I waited a bit and sent Rich a message saying we needed to talk, but I will not talk or see him if he's been drinking at all. I suggested we meet at my place after work tomorrow. No kids. No alcohol. Maybe it's futile, but I'm going to try to reason with him while he's sober about his drinking habits. But if he fails to comply with our agreement (and I will make it seem like he has input

), then I'll file for custody. He's not getting another shot at this. It's much too serious.

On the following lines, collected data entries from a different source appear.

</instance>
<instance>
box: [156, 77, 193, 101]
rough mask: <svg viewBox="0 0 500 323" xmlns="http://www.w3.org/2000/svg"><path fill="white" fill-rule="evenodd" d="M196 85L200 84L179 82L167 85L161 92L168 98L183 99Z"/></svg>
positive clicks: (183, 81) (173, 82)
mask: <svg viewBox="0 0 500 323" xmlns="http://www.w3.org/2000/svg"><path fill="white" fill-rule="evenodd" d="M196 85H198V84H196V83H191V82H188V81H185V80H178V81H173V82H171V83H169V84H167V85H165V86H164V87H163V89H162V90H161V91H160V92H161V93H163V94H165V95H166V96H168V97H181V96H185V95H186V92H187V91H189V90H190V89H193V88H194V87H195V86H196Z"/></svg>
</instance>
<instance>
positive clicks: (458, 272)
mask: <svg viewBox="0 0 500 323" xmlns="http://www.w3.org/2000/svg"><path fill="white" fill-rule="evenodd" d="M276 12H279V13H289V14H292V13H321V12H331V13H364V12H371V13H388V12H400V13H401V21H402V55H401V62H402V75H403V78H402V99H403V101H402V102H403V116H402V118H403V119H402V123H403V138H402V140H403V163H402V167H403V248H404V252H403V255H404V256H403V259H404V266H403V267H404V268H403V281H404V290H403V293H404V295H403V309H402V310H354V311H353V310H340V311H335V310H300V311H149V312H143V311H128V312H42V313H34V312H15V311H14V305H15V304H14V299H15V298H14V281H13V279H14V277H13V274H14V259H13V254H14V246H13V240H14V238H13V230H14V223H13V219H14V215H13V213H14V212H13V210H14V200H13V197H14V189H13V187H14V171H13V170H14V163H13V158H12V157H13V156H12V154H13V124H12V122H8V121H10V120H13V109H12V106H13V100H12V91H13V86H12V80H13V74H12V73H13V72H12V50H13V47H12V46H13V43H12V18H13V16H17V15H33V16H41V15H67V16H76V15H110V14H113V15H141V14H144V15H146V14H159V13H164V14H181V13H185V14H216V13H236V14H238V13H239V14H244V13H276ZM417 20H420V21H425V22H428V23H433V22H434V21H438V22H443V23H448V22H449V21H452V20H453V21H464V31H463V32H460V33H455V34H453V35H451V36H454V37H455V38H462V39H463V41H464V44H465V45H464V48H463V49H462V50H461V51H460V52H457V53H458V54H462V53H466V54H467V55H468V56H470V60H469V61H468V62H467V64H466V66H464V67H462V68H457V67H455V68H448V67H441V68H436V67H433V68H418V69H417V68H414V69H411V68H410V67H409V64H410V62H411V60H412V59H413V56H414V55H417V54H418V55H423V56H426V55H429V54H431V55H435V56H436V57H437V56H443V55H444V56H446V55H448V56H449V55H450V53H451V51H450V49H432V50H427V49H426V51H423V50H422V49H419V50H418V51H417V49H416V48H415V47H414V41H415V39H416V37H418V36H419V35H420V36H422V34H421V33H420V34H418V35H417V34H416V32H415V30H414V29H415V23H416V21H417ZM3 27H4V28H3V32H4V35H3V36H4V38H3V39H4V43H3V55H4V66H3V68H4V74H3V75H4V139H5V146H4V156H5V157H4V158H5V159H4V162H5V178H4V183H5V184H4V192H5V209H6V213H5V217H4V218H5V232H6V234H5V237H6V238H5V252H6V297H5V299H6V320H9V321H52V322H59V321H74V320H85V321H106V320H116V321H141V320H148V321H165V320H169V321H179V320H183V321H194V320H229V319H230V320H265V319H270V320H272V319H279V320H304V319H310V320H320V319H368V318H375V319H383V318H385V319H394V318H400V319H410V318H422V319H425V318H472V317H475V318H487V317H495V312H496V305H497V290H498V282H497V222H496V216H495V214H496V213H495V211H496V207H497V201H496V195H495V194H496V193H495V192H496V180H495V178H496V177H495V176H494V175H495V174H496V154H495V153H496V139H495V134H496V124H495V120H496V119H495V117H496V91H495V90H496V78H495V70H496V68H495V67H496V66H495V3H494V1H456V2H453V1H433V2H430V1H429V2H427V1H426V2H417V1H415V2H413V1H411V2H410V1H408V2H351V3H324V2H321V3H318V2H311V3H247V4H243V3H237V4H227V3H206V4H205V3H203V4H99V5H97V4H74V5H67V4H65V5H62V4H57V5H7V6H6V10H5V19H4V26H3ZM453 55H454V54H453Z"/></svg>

I'm not going to worry about where Bobbie and Jesi live. Bobbie is 19 and Jesi will be 18 in Sept anyway. I'm just going to have to be patient with Jesi. Bobbie told me today that she doesn't really care what our issues are, they're not her business. She didn't say it in as snotty of a tone as that probably reads. More like-it's our life, she loves us both, and whatever we decide she'll be ok with.
Syd and Conner will both be VERY upset if I have to force them to move out of their dad's. I think it would take years of counseling to get us through it. Syd would be very angry and bitter for a long time over that.
By the time I sent Rich the message, of course he was contrite and apologetic. As always. *sigh* I'm hoping I can get through to him tomorrow about how serious I am about taking the kids. You'd think me actually moving out would be 1 clue that I'm not playing games.